RWE-Vorstandschef Schmitz sucht nach alternativen Finanzanlagen. Er will neue Kraftwerke kaufen, um von höheren Strompreisen zu profitieren.

Wer in diesen Tagen mit Vertretern der Energiebranche redet, der ist schnell beim Thema Fusionen und Übernahmen. Diverse Szenarien und Marktgerüchte machen die Runde, oft angestoßen von findigen Investmentbankern. „Es laufen viele Menschen mit interessanten Ideen herum. Solch einen Stoß an Vorschlägen habe ich auf dem Tisch“, schmunzelt Rolf Martin Schmitz und markiert mit weit geöffneten Armen einen fiktiven Stapel von Aktenordnern.

Nicht zuletzt der überraschende Geldsegen aus der Rückerstattung der Kernbrennstoffsteuer eröffnet dem RWE-Vorstandsvorsitzenden unerwartet neue Spielräume. Rund 1,7 Milliarden Euro muss der Bund zurückzahlen. Davon gehen 615 Millionen Euro als einmalige Sonderausschüttung an die schwer gebeutelten Aktionäre, die zwei Jahre lang auf Dividenden verzichten mussten. Aber den überwiegenden Teil will der Vorstand nutzen, um Schulden abzubauen und die Finanzkraft des Konzerns zu stärken. Mit weiter gefestigter Bilanz könnten dann auch kleinere externe Wachstumsschritte folgen. „RWE steht für das Kerngeschäft Versorgungssicherheit, und das wollen wir auch durch die punktuelle weitere Abrundung des Portfolios untermauern“, erläutert Schmitz im Gespräch mit dieser Zeitung.

Damit meint er mögliche Zukäufe in den RWE-Kernländern Deutschland, Großbritannien oder den Beneluxländern, wo der Konzern in „flexible Assets“, also zusätzliche Kraftwerkskapazitäten, Energiespeicher und andere Themen rund um die Versorgungssicherheit investieren könne. „Unabhängig davon ist der Vorstand natürlich gehalten, alle Optionen zu prüfen, wenn sie denn Mehrwert für die Aktionäre schaffen“, wiegelt Schmitz konkretere Aussagen zu möglichen Übernahmezielen ab. Klar stellt er immerhin, dass ein Kauf des Düsseldorfer Konkurrenten Uniper, über den vor einigen Wochen spekuliert worden war, für RWE keine Option sei.
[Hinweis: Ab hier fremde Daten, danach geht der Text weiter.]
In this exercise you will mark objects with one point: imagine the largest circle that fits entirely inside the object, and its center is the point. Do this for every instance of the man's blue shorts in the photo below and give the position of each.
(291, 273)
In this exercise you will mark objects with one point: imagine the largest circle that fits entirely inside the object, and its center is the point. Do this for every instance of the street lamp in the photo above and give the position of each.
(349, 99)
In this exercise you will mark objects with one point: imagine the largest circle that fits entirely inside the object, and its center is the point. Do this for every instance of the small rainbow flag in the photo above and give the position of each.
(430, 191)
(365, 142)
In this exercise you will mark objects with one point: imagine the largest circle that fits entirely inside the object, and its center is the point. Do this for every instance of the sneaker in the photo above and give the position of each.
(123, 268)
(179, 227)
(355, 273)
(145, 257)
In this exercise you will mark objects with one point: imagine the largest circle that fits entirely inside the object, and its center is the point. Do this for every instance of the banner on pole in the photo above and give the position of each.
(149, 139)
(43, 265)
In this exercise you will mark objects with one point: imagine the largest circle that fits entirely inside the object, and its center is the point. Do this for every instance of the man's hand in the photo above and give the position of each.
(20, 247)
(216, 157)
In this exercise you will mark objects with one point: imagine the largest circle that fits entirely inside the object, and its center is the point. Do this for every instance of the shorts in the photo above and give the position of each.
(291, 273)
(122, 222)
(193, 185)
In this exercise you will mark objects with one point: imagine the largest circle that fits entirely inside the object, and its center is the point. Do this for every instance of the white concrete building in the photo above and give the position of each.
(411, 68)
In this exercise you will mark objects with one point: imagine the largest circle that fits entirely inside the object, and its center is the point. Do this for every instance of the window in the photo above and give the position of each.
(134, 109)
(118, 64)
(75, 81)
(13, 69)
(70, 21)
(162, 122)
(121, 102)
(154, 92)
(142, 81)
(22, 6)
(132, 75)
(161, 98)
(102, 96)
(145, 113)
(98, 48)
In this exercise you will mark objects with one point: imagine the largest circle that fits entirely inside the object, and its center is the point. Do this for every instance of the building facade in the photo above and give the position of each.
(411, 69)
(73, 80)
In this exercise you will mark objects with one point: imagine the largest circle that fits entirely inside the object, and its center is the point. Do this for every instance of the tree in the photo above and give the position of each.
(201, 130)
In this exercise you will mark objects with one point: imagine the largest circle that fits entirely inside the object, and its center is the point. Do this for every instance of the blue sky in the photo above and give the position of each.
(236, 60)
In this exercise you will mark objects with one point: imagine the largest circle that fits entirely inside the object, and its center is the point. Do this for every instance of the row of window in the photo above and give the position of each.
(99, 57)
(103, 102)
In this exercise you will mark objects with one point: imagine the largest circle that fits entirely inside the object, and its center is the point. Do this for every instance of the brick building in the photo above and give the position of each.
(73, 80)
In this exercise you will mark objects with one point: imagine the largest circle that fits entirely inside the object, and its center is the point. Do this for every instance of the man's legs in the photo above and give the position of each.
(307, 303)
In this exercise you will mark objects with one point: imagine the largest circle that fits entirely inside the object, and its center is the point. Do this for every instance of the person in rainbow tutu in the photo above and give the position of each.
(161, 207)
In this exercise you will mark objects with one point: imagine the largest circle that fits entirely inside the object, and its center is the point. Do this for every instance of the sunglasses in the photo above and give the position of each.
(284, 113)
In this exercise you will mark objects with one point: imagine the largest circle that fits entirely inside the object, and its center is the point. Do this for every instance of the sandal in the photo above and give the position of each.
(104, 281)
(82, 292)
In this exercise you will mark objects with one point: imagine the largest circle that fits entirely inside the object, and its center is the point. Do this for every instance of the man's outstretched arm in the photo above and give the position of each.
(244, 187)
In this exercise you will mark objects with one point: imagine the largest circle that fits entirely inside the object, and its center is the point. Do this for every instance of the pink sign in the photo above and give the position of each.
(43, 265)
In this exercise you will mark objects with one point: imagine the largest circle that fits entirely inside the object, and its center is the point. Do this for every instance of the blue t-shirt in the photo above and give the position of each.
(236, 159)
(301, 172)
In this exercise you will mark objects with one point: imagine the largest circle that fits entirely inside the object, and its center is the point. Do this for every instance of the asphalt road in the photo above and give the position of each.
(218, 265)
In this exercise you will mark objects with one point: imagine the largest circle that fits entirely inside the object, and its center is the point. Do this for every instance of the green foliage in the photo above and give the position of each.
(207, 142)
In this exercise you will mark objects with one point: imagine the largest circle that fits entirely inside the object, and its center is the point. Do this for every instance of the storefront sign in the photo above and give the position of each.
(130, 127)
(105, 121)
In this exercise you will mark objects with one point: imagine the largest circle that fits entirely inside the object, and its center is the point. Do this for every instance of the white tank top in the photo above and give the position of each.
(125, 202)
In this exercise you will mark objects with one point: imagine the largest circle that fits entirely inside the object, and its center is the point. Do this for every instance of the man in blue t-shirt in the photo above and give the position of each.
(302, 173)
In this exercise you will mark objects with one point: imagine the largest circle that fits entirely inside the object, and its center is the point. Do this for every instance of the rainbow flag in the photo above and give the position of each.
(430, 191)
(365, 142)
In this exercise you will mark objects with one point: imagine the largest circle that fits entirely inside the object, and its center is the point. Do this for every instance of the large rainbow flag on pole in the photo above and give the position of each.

Die Diversifizierung von Finanzanlagen

Atomkraftwerke in Schweden und die Aktivitäten von Uniper in Russland passten nun einmal nicht zum Kerngeschäft von RWE, sagt Schmitz. Ein anderes vieldiskutiertes Szenario war das inzwischen von der Vorstandsvorsitzenden Isabelle Kocher verneinte Interesse des französischen Energiekonzerns Engie an der RWE-Mehrheitsbeteiligung Innogy. Knapp 77 Prozent der Tochtergesellschaft, in der RWE das Geschäft mit Energienetzen und Ökostrom sowie den Vertrieb ausgelagert hat, liegen noch beim Mutterkonzern.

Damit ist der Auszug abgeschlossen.